Both C. aff. acinaciformis and O. stricta are insect-pollinated invasive plant species that in our study behaved as super generalists, occupying a central role in the community and reducing the protagonism of pollinator interactions with native species. However, they had contrasting effects on the relationships between plant and pollinators. Because these invasive species attract a wide diversity and abundance of pollinators, the spatial and temporal scale at which this attraction operates can result in either positive or negative effects on the visitation to native plants. In our study, visitation rates to native plants were enhanced in plots that had been invaded by Carpobrotus and reduced in plots invaded by Opuntia. Carpobrotus attracted pollinators which increased visitation to natives, whereas Opuntia diverted pollinators away from the native species in the community. This altered the structure of the plant–pollinator networks and resulted in an increase in nestedness in Opuntia-invaded plots.

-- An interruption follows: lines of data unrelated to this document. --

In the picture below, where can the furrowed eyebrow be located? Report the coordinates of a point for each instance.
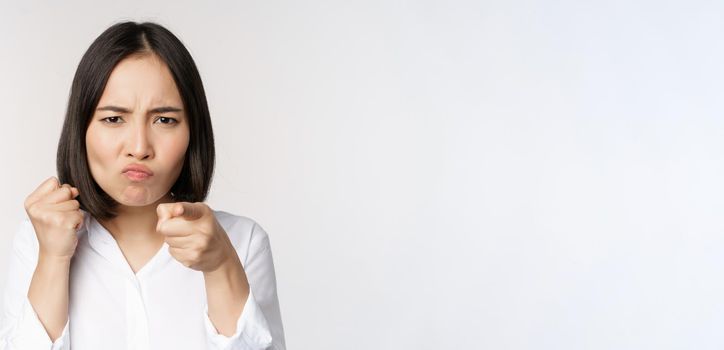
(117, 109)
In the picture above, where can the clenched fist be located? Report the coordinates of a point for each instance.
(56, 216)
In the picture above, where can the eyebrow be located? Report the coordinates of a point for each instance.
(117, 109)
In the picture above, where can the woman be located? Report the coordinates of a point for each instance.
(120, 252)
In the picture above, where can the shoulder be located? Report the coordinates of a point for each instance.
(245, 233)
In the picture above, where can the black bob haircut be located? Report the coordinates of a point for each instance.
(119, 41)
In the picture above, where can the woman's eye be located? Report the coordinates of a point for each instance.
(110, 120)
(167, 120)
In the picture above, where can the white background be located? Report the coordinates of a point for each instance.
(439, 175)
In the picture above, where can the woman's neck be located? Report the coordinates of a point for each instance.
(135, 224)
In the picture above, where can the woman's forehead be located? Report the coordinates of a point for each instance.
(141, 80)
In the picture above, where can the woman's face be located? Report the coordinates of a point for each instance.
(139, 120)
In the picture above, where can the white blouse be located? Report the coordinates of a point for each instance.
(162, 306)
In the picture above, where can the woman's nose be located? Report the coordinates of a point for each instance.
(139, 145)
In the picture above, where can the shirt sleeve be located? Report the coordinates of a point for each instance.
(20, 327)
(259, 326)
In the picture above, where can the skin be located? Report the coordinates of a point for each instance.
(147, 215)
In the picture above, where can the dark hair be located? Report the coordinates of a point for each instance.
(113, 45)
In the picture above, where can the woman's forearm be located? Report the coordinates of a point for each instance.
(227, 289)
(48, 293)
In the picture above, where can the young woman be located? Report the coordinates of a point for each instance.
(119, 251)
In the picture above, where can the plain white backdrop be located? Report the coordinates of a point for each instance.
(439, 174)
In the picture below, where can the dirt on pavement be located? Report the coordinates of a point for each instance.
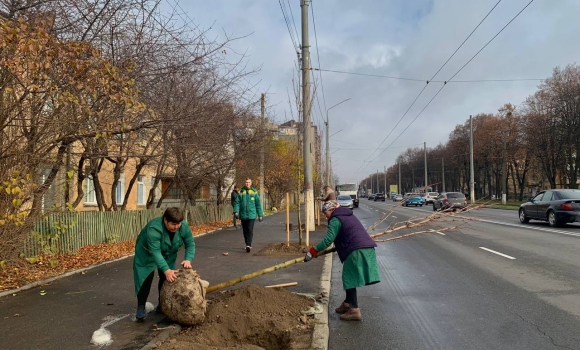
(250, 318)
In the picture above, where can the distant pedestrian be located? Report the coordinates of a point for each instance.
(156, 248)
(356, 250)
(247, 208)
(233, 200)
(329, 194)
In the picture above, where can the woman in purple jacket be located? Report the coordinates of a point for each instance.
(356, 250)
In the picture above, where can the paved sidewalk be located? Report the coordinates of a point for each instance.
(64, 313)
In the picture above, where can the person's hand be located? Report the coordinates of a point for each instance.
(310, 254)
(171, 275)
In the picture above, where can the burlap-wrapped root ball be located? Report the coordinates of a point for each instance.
(183, 300)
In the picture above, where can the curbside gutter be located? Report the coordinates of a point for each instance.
(73, 272)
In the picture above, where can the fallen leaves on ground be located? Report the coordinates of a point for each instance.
(18, 273)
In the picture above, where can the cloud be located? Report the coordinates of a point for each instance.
(405, 39)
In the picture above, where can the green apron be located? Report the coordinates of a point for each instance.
(154, 249)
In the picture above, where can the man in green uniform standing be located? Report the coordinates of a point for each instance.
(247, 207)
(356, 250)
(156, 248)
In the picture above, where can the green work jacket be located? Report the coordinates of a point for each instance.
(154, 249)
(248, 204)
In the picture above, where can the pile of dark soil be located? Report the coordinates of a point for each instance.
(250, 318)
(282, 249)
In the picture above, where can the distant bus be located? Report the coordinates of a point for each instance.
(349, 189)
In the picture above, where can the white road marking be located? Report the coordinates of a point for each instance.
(498, 253)
(530, 227)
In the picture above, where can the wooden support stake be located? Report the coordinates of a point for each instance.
(213, 288)
(289, 284)
(287, 219)
(307, 218)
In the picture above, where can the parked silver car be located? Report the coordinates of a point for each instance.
(431, 197)
(345, 201)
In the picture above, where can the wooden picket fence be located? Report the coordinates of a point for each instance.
(62, 233)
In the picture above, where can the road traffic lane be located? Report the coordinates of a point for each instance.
(437, 293)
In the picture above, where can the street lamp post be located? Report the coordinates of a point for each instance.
(328, 143)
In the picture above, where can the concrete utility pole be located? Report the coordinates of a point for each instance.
(385, 181)
(426, 179)
(443, 174)
(308, 190)
(263, 103)
(504, 171)
(328, 143)
(471, 171)
(399, 189)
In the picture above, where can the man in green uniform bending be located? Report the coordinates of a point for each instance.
(157, 246)
(356, 250)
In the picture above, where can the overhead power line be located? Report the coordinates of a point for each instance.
(318, 54)
(287, 20)
(460, 69)
(426, 80)
(425, 86)
(445, 82)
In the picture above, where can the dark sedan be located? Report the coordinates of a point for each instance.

Invasive plants are considered to be the third major cause of pollinator diversity loss through changes in native flora (Kearns et al. 1998). However, few studies have tested this hypothesis except in agroecosystems (but see Steffan-Dewenter and Tscharntke 2001). We envision that the outcomes of biological invasions on plant–pollinator interactions will be context specific, and will depend on the invader identity and abundance, the overlap in phenology of the invader and the native plants in a local community, the flower similarity between the invader and native species as well as the indirect effects of the invader on native plant composition and diversity. For example, Vázquez et al. (2007), found that a large proportion of the variation in the observed plant–pollinator structure was explained by differences in species abundance. Consequently, the impact of an invader will depend not only on qualitative traits but also on their dominance in the community. More experimental studies on different invasion scenarios are needed to disentangle the mechanisms involved in the impact of invaders on plant–pollinator networks.